当初他给鞑子当狗,如今他倒是成了被跪舔的一方,现在看来,也确实挺有意思的。
第67章 坏了,咱成了地主老财了!
鲁迅曾经说过,赚钱不如抢钱来的快,抢银行不如开银行。
周树人诚不欺我。
看着这些财帛,刘烨放声大笑,此刻他就宛如一个忽然中了五百万的暴发户,已经被这笔庞大的巨款给砸的昏头转向了。
二十三年了,到这个岁数,别的穿越小说主角可能都快迎来大结局了,自己才终于赚到了迟来的第一桶金。
但好饭不怕晚。
不说未来的军功首级赏赐,朝廷会给他封个什么官儿,就是眼前这些财帛,用来造反也绰绰有余了!
有了钱,啥事干不成?
刘烨轻抚着箱子中的黄金,眼里已是噙泪。
穷了两辈子,咱终于也混成了地主老财了!
暂且不提未来想要做的大事,便是这些钱财随便拿出一点,也足够让家人过上衣食无忧的生活。
刘烨平日也是吃糠咽菜,家里的生活一向窘迫,虽然也不至于饿肚子,但生活的幸福指数并不高,算是勉强能活而已。

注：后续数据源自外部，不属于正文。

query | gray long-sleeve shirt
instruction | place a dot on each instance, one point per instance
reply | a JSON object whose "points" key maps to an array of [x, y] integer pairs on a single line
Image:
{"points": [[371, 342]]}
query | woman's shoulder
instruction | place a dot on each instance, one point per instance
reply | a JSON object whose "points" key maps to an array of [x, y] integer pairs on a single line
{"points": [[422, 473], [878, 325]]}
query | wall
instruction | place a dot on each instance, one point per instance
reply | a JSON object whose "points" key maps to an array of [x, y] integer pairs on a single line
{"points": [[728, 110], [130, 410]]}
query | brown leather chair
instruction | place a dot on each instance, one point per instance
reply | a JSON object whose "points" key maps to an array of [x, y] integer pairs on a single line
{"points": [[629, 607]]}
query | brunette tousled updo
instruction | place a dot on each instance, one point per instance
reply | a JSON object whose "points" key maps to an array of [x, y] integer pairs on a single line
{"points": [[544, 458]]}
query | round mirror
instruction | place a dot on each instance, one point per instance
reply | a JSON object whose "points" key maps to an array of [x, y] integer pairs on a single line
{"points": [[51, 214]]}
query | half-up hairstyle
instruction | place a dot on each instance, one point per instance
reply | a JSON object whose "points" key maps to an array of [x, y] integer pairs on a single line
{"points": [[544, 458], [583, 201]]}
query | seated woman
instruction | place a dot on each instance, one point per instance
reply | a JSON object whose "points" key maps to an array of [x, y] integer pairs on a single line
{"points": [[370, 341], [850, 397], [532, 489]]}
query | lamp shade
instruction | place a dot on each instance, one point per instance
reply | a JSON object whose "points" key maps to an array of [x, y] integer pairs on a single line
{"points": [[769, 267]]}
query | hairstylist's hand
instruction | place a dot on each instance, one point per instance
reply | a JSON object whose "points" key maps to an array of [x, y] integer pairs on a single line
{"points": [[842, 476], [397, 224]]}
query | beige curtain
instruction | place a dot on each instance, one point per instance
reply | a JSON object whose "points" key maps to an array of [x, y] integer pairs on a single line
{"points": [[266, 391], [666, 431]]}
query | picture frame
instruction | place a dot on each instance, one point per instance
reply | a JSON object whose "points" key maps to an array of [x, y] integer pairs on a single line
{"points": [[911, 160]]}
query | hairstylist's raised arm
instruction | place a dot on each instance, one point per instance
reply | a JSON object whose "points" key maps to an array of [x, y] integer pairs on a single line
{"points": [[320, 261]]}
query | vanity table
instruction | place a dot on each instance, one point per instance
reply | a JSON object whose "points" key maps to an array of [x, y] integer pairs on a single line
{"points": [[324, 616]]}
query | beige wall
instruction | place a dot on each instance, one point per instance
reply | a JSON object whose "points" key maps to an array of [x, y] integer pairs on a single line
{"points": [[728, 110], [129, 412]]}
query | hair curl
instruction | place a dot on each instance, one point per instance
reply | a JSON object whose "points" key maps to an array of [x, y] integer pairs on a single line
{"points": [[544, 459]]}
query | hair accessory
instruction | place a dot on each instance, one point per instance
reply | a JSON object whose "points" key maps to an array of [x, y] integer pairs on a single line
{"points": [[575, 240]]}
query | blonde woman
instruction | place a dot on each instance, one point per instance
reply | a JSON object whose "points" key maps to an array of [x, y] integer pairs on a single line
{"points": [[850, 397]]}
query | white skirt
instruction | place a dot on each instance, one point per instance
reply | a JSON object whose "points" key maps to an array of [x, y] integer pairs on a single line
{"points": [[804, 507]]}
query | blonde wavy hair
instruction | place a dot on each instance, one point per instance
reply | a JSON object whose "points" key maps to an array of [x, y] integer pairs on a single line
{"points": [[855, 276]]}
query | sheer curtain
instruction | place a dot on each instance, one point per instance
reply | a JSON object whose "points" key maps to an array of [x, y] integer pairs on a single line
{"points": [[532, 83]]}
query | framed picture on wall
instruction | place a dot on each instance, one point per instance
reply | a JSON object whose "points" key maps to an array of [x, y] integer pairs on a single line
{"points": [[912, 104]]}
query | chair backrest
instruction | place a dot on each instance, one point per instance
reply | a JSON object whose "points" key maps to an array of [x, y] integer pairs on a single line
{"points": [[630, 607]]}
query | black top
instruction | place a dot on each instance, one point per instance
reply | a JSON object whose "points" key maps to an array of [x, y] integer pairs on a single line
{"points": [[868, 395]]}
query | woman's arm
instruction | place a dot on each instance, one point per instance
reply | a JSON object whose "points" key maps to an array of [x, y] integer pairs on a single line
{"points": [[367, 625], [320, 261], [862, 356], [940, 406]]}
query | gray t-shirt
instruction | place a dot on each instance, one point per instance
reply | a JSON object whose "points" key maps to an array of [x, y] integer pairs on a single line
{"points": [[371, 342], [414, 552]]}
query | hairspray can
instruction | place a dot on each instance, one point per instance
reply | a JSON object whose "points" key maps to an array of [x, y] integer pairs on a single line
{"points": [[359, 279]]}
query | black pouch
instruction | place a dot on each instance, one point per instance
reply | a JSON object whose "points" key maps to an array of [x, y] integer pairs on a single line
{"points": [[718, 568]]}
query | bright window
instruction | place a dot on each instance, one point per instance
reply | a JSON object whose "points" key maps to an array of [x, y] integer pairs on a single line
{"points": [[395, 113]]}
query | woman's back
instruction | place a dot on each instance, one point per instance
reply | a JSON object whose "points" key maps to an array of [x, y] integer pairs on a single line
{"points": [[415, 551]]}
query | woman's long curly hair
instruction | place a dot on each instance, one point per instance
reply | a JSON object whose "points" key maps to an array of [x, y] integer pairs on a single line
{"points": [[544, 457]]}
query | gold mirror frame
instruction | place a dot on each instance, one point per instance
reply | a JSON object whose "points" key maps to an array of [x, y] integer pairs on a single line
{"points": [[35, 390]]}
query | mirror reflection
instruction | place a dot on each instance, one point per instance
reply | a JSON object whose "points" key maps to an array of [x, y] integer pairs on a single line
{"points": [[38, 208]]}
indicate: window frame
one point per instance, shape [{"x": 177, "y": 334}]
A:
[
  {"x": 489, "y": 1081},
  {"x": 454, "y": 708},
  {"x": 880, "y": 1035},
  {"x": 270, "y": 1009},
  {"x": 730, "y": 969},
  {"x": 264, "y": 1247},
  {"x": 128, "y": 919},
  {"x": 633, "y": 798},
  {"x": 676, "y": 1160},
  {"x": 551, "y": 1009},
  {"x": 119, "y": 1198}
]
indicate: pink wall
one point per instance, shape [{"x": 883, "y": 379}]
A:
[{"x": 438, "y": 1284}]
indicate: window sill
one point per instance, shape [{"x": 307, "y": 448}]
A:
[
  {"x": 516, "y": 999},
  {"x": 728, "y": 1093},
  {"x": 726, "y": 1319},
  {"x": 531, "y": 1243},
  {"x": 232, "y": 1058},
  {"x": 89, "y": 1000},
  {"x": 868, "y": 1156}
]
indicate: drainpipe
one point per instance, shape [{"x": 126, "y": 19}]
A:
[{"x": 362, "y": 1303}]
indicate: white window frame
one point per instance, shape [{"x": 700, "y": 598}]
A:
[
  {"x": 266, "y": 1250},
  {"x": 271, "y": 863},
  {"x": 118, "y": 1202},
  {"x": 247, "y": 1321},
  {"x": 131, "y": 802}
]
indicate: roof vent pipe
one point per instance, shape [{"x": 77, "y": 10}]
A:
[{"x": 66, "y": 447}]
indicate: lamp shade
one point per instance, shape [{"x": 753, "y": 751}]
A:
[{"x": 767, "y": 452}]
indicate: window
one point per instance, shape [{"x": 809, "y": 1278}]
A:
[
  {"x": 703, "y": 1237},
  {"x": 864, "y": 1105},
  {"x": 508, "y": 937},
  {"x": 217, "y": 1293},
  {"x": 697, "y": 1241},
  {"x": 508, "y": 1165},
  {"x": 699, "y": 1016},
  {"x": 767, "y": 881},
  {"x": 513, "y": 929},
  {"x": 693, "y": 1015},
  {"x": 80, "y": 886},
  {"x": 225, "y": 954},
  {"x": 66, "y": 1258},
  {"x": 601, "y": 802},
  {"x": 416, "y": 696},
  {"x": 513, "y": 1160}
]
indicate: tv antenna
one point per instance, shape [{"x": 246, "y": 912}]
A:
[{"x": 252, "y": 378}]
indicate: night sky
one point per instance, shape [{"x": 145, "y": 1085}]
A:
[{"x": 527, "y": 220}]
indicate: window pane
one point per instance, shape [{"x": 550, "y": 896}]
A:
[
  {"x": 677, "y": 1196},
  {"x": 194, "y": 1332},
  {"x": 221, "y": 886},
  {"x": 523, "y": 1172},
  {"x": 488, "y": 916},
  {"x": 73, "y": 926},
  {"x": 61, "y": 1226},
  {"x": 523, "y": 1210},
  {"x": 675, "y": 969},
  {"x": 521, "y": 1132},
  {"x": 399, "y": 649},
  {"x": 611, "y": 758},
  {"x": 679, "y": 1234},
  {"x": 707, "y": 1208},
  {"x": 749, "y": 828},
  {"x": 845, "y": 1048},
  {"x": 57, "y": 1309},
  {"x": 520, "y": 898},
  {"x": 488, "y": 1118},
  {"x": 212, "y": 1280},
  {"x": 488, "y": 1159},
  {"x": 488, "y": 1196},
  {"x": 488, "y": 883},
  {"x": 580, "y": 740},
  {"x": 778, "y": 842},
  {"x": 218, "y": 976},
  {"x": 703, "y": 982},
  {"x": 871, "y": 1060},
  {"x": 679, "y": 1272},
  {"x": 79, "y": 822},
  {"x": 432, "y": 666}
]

自己那媳妇儿的衣裳,缝缝补补,都打了好几块补丁了,也是时候该换件丝绸了。闺女从生下来以后,就没吃过什么好吃的,身子骨干瘦,以后爹带你吃尽一切山珍海味!有了这笔钱,再买一套大宅子,也能让自己那苦命的老娘安度晚年......
刘烨的心思就挺单纯,他脑子里冒出的第一个想法就是风风光光的回家,然后在旁人羡慕嫉妒恨的目光中,带着一家人走进辛乡镇最大的奢侈品店。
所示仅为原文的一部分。